Lo más relevante de las encuestas
que se están publicando no es la posible debacle electoral del PP ni el poco
rédito que de ella sacan los partidos de la oposición. Es aquello que sería
bien visible si los grandes
titulares no estuvieran más para ocultar que para mostrar: la poca movilidad
electoral del español, es decir, la plasmación política de su acinesia
geográfica. El español quiere nacer, vivir y morir en su terruño, sin desplazarse
por esos mundos de Dios, si no es con cámara de fotos y billete de vuelta.
Los propios partidos políticos, que hace cincuenta años
no existían o tenían una presencia fantasmal, buscan enredarse en las ramas del
árbol genealógico de cada familia. Eso sí, saltándose a Franco. Nunca he
entendido la impugnación total del franquismo, si para unos fue la época del
siglo XX donde no se discutieron ciertas cosas, y para otros, su mayor vivero
de afiliados.
Pero no quiero enredarme en más sociologismos (no me he
puesto las gafas con cuerdecita) que no sea explicar el proceso patrio del
cambio de voto. Comienza cuando el deterioro del partido al que has estado apoyando
desde tu más tierna madurez es inocultable e injustificable. Hay algo que te
mueve a castigarlo pero aparece el primer freno mental: si tu partido es malo,
los otros son peores, es más, lo malo de aquel es producto de la influencia
perniciosa de estos. Puedes pensar en la abstención o el voto en blanco, pero
convienes en que es una pérdida de tiempo sin sentido. Pasan los días, los
meses, y el hundimiento de la opción preferida es tal que las ansias de cambio acaba
conteniéndolas el sentimentalismo de primer grado: “¡Qué diría mi padre!”. Y si
esto no fuera suficiente vas bajando la gradación hasta llegar a los bisabuelos
o tatarabuelos. La naturaleza es tan sabia que la multiplicación de antepasados
que vivieron en un momento de nuestra historia con más épica, crece cuando
ahondas en el tiempo. Y el “¿para eso hemos muerto un millón de españoles?”

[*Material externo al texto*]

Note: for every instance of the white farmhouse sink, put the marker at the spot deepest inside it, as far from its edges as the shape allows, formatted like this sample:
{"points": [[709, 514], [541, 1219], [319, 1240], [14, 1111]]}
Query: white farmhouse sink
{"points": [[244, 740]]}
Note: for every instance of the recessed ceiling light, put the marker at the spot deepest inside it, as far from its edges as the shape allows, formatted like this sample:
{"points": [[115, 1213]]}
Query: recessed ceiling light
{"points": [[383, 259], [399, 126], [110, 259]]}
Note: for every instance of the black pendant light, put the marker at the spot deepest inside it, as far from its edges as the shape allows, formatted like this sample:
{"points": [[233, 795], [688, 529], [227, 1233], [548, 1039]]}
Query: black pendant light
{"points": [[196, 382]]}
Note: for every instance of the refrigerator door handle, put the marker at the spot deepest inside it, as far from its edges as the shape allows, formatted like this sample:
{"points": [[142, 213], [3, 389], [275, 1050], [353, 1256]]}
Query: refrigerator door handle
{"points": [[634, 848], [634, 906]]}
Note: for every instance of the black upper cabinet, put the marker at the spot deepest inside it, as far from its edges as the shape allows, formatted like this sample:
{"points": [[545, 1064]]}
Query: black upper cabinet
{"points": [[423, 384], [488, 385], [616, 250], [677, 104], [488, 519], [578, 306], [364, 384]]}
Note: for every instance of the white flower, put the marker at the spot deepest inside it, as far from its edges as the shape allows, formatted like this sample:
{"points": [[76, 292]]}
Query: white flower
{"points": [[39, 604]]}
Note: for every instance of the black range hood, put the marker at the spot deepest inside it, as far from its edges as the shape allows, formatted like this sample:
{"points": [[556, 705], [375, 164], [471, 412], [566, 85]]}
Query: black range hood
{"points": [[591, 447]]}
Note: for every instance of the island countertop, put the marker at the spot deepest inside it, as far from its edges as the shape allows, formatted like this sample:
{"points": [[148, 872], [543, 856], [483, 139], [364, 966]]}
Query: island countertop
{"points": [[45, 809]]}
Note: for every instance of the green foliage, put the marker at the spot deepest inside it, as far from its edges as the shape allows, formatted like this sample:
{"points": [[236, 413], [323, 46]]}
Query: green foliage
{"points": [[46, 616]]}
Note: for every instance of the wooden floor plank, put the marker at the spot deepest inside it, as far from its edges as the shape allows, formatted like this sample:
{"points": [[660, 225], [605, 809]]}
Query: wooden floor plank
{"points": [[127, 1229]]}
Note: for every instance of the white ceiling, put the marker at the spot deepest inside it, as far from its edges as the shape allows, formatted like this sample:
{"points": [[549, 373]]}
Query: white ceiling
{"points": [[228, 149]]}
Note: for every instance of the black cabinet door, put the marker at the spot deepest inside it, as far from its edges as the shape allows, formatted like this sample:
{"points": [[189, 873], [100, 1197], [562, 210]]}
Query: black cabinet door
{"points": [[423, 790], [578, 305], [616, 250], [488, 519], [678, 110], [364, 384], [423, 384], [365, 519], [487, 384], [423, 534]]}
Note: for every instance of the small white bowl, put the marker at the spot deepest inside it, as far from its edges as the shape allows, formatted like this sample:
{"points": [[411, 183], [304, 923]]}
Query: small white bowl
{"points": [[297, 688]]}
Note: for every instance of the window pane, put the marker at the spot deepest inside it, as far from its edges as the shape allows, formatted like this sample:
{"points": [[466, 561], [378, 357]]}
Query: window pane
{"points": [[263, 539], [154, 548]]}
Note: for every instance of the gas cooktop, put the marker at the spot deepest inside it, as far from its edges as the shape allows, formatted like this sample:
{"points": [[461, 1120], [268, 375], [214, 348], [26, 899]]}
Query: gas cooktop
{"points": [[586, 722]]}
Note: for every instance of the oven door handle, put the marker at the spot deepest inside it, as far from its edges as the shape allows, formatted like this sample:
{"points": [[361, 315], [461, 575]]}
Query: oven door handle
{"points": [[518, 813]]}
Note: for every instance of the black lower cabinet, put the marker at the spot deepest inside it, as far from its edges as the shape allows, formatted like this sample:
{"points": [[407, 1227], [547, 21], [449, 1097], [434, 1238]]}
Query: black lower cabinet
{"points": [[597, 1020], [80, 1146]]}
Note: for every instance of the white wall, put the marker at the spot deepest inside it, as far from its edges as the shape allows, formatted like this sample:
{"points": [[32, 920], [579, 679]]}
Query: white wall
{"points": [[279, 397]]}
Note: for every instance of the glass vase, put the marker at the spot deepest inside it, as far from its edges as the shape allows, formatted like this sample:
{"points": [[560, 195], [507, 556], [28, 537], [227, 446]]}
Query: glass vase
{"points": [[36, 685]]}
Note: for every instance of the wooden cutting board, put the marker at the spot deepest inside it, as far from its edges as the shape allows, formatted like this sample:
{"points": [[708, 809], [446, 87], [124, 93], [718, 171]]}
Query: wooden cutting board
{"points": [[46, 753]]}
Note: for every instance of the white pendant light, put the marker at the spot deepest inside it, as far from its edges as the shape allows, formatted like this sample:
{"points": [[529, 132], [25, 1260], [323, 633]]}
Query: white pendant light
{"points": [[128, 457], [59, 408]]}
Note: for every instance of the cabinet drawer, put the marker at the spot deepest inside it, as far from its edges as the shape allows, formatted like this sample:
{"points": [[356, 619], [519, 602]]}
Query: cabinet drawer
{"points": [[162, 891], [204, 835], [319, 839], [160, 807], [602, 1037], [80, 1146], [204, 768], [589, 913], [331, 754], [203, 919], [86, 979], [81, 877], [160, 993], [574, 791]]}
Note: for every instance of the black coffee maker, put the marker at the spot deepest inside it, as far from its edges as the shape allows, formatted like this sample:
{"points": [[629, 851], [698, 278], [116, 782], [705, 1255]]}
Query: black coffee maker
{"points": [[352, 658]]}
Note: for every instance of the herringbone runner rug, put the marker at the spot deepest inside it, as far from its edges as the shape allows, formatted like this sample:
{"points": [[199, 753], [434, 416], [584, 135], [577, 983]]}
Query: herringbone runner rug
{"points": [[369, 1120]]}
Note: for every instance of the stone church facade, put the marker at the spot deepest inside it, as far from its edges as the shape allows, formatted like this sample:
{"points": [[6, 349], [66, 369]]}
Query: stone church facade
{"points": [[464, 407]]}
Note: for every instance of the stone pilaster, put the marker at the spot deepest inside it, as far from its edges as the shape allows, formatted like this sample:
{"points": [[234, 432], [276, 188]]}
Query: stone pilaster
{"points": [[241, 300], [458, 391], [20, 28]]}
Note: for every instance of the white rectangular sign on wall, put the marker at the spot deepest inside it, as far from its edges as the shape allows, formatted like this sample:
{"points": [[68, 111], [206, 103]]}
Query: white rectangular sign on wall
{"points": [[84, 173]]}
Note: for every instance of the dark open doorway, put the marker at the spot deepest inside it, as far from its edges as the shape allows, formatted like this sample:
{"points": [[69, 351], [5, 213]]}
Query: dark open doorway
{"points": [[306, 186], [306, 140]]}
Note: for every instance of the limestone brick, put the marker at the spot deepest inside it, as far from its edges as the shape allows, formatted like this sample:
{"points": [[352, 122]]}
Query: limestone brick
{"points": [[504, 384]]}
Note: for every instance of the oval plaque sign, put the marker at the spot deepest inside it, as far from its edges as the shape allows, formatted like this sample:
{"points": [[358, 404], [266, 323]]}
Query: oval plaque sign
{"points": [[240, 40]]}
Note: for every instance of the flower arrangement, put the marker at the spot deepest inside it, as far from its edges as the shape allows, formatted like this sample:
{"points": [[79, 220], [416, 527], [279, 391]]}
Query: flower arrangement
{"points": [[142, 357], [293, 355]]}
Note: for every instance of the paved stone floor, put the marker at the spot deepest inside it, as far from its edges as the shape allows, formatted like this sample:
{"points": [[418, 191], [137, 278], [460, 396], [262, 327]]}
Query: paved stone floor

sirve para cualquier ideología.
Pero llega un momento que ni la sangre de tu sangre
derramada, por muy coagulada que esté, sujeta la indignación. Entonces aparece
el segundo freno mental: como vas a votar tú al mismo partido que Fulanito, que
es un manta, que cuando se engalla en el bar se vuelve insoportable, y claro,
tú tienes que engallarte también, pues tienes motivos, una historia familiar de
penalidades te avala. No como él: sabes muy bien como ganó la fortuna que le
permite doble ración de banderillas por cerveza.
Todo esto está bien, pero la repugnancia que te
provocan los contrarios disminuye mientras la que te causan los tuyos no
termina de crecer. Y entonces te agarras a los líderes. El primer acercamiento
es negativo: todos son iguales, todos están para robar. Pero eso es
precisamente lo que resulta fatal. Pasar de Rubalcaba a Rajoy, o viceversa, si
lo piensas bien, no es tan difícil. Por mucho que alegues un matiz de carácter
por aquí o un tono de voz por acá, te das cuenta que en el fondo son dos
señores con barba, cabezas de dos partidos que sólo buscan el poder.
La mayoría de los que siguen esta evolución suelen
acabar en el pasotismo más absoluto. Y no vuelven a votar. Pero tú eres un
demócrata, crees en los efectos vivificadores de la papeleta en la urna, y no quieres
terminar como un perroflauta cualquiera. Y cambias, ya sí, de opción política
cuando caes en la cuenta de que los únicos que, a tu alrededor, defienden a tu antiguo partido
son los que viven directa o indirectamente de él.